The electorate voted overwhelmingly Tuesday to retain state Supreme Court Justices Joyce L. Kennard and Carol A. Corrigan, along with all 51 Court of Appeal justices on the ballot.
For The Record
Los Angeles Times Friday November 17, 2006 Home Edition Main News Part A Page 2 National Desk 0 inches; 31 words Type of Material: Correction
Judicial races: An article in the Nov. 9 California section about judicial candidates said judges on the state Supreme Court and Court of Appeal serve six-year terms. They serve 12-year terms.
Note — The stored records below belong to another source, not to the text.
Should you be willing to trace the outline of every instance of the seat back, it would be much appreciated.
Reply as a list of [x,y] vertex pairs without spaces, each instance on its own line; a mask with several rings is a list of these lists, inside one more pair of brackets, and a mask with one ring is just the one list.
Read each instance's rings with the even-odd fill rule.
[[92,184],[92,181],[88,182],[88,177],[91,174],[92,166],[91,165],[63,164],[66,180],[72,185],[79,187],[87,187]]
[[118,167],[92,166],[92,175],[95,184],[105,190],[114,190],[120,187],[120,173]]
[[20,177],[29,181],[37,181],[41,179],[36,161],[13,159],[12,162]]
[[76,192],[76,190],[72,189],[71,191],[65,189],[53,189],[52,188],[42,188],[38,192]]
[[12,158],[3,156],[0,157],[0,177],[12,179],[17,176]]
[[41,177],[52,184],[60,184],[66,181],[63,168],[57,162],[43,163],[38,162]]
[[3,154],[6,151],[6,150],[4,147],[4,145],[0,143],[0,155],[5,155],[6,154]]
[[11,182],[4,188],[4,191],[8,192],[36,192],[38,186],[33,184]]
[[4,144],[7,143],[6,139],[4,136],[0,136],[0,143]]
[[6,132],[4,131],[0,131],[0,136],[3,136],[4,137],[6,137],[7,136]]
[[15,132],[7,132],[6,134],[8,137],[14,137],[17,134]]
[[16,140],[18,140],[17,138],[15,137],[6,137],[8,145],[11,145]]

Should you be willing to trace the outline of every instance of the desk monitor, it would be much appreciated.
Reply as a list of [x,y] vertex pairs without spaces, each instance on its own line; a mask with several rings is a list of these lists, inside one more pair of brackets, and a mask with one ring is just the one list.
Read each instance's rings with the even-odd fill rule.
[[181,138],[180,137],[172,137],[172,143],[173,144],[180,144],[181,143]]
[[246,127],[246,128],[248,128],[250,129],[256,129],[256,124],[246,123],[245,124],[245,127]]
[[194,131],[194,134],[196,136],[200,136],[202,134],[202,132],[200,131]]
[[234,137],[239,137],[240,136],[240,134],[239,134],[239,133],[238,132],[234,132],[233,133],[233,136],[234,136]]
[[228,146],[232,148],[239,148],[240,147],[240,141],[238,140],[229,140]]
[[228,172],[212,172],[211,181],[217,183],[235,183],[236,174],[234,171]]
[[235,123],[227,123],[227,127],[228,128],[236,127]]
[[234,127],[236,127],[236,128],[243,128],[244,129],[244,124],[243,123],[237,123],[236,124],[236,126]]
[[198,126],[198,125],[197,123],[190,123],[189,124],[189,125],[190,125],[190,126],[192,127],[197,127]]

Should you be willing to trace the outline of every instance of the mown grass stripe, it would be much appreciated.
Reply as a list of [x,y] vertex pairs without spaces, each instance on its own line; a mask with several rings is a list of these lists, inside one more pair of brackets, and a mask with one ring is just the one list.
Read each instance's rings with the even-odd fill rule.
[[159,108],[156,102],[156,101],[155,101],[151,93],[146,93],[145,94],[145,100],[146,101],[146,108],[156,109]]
Election outcomes for four vacant seats on the Los Angeles County Superior Court bench were also without surprises. By large margins, voters picked four criminal prosecutors, traditional favorites, to ascend to the bench. All four had received the imprimatur of the county bar association.
Deputy City Atty. Deborah L. Sanchez beat Bob Henry, a California deputy attorney general. And the other three winning judicial candidates, Daviann L. Mitchell, Hayden Zacky and David W. Stuart, were all deputy district attorneys.
This election was in contrast to June's primary, in which a bagel store owner with limited legal experience ousted a well-regarded sitting judge, Dzintra Janavs.
Gov. Arnold Schwarzenegger quickly reappointed Janavs to a vacant seat.
But the fact that she was voted out, coupled with the rise of hotly contested, partisan races in other states, prompted some anxiety that judicial races in California could be the next battleground.
The vast majority of judges in Los Angeles County and across the state are appointed by the governor.
Once on the bench, they face retention elections every six years, but they only appear on the ballot if they have an opponent.
Each election also features contests for open seats that are vacated too close to the end of a term for the governor to have time to name a replacement.
Justices on the Court of Appeal and state Supreme Court also face retention elections every six years.
Critics have long bemoaned that most voters don't have a clue who any of the judges are when they go to vote -- and that many cast ballots anyway.